I need a mechanism to send data from node-red, to be stored in HDFS (Hadoop). I prefer the data to be streamed. I am thinking about using the 'websocket out' node to write the data to it and use a Flume agent to read.
I am new to node-red.
Could you please let know if I am in the right direction and clarify with some details if I am not? Any alternate approach should also be fine.
Update: node-red offers 'bluemixhdfs' node which is exclusively tied up with IBM bluemix whereas I am using only a vanilla hadoop.
I recently had the similar issue for a small project of mine. So I try to explain my approach.
A little background: In the application, I had to do some processing on real-time streaming data from different data sources. At the same time, I also needed to store the streaming data for future processing.
I used Apache Kafka message broker as an integration agent between Node-RED and HDFS (and also for Apache Spark Stream processing engine).
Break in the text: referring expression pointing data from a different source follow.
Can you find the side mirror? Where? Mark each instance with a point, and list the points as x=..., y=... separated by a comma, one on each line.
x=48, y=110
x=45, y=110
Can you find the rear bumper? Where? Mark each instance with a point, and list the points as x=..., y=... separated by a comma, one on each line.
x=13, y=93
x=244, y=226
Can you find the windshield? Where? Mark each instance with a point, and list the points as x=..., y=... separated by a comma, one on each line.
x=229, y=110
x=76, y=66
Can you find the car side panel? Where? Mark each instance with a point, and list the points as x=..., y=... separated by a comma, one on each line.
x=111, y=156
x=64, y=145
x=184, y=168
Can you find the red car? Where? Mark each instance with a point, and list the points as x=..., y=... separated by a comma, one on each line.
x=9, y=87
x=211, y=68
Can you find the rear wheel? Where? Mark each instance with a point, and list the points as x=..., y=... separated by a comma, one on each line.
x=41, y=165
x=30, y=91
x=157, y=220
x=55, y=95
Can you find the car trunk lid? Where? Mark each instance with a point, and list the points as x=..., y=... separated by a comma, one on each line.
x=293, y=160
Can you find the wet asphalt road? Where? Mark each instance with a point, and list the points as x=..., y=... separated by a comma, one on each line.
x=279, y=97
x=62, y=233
In Node-RED, I used Kafka node to publish streaming data from different data sources to separate topics in Kafka. Node-RED flow with Streaming data sources and Apache Kafka
HDFS Sink Connector, a Kafka Connect component, is then used to store the streaming data to the HDFS. Flow Architecture for Node-RED to HDFS and Spark Streaming using Kafka Message broker
This approach can also be adopted when many streaming data sources like IoT sensors, Stock market data, Social media data, weather api, etc. are to be connected as a single flow using Node-RED and then want to use HDFS for storing these data for further processing.